Close Icon
Article Blog Featured - Blog High Tech The Data Post May 31, 2016 3 minute read

How to Design a Big Data Architecture in 6 Easy Steps

Designing a Big Data architecture is a complex task, considering the volume, variety and velocity of data today. Add to that the speed of technology innovations and competitive products in the market, and this is no trivial challenge for a Big Data Architect.

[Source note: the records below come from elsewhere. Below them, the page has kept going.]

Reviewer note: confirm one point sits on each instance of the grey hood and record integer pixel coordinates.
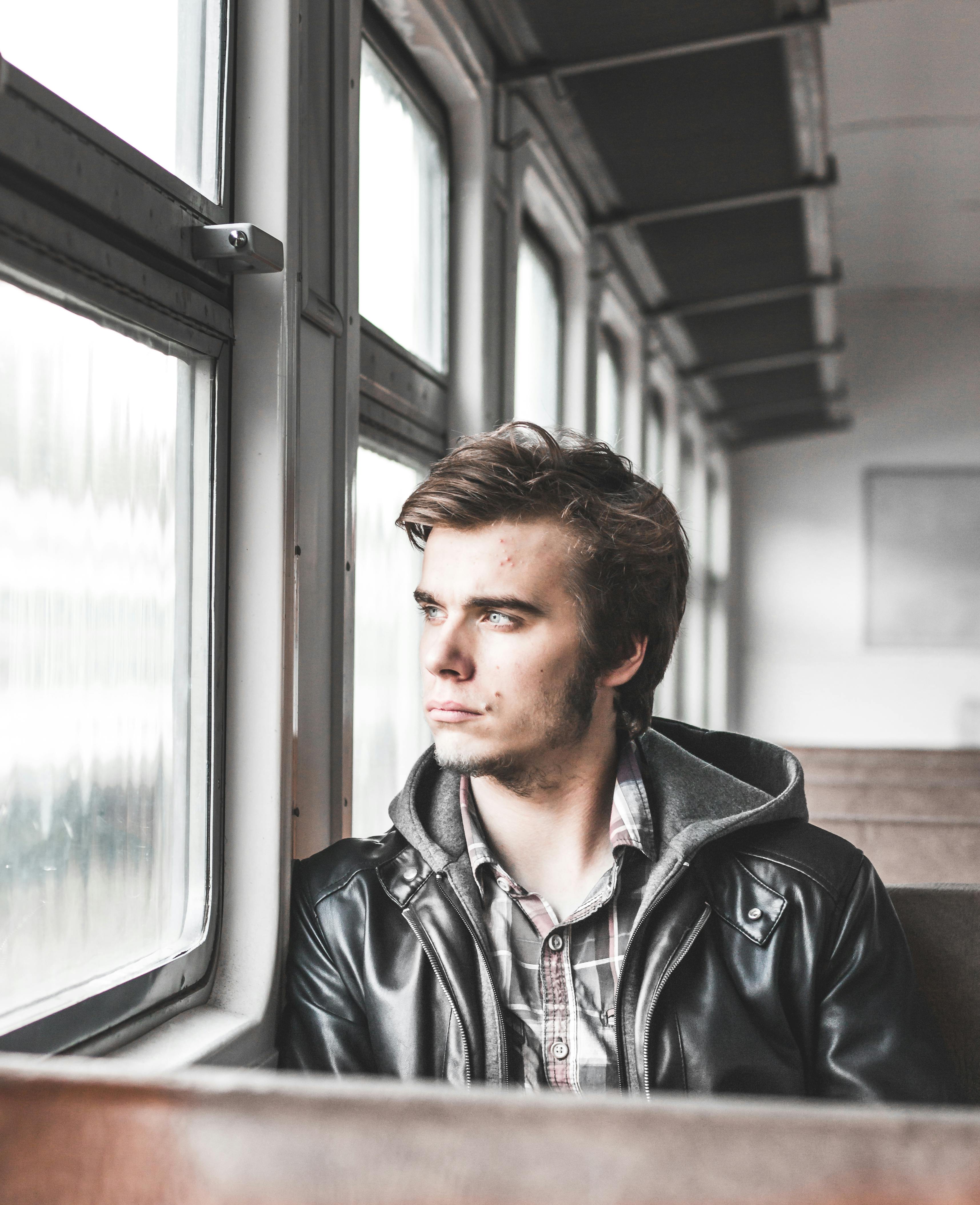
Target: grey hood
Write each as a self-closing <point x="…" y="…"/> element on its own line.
<point x="701" y="785"/>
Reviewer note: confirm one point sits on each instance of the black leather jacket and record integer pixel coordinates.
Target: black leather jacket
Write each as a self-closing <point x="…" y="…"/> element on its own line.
<point x="767" y="957"/>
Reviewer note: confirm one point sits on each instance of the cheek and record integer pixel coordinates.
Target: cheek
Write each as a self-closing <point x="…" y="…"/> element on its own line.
<point x="529" y="668"/>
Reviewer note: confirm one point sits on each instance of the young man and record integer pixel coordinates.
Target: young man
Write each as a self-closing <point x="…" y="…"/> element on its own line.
<point x="573" y="895"/>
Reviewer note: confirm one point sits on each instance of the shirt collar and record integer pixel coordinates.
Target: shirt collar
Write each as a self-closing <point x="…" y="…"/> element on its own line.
<point x="631" y="822"/>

Join us while I describe in a 2 part series the components of Big Data architecture, the myths around them, and how they are handled differently today.

Let’s get the plans out!


Analyze the Business Problem

Look at the business problem objectively and identify whether it is a Big Data problem or not? Sheer volume or cost may not be the deciding factor. Multiple criteria like velocity, variety, challenges with the current system and time taken for processing should be considered as well.

Some Common Use Cases:

  • Data Archival/ Data Offload – Despite the cumbersome process and long SLAs for retrieval of data from tapes, it’s the most commonly used method of backup, as the cost prohibits the amount of active data maintained in the current systems. Alternatively, Hadoop facilitates storing huge amounts of data spanning across years (active data) at a very low cost.
  • Process Offload – Offload jobs that consume expensive MIPS cycles or consume extensive CPU cycles on the current systems.
  • Data Lake Implementation– Data lakes help in storing and processing massive amounts of data.
  • Unstructured Data Processing – Big Data technologies provide capabilities to store and process any amount of unstructured data natively. RDBMS’s can also store unstructured data as BLOB or CLOB but wouldn’t provide processing capabilities natively.
  • Data Warehouse Modernization – Integrate the capabilities of Big Data and your data warehouse to increase operational efficiency.

 Vendor Selection

Vendor selection for the Hadoop distribution may be driven by the client most of the time, depending on their personal bias, market share of the vendor, or existing partnerships. The vendors for Hadoop distribution are Cloudera, Hortonworks, Mapr and BigInsights (with Cloudera and Hortonworks being the prominent ones).

Deployment Strategy

Deployment strategy  determines whether it will be on premise, cloud based, or a mix of both. Each has its own pros and cons.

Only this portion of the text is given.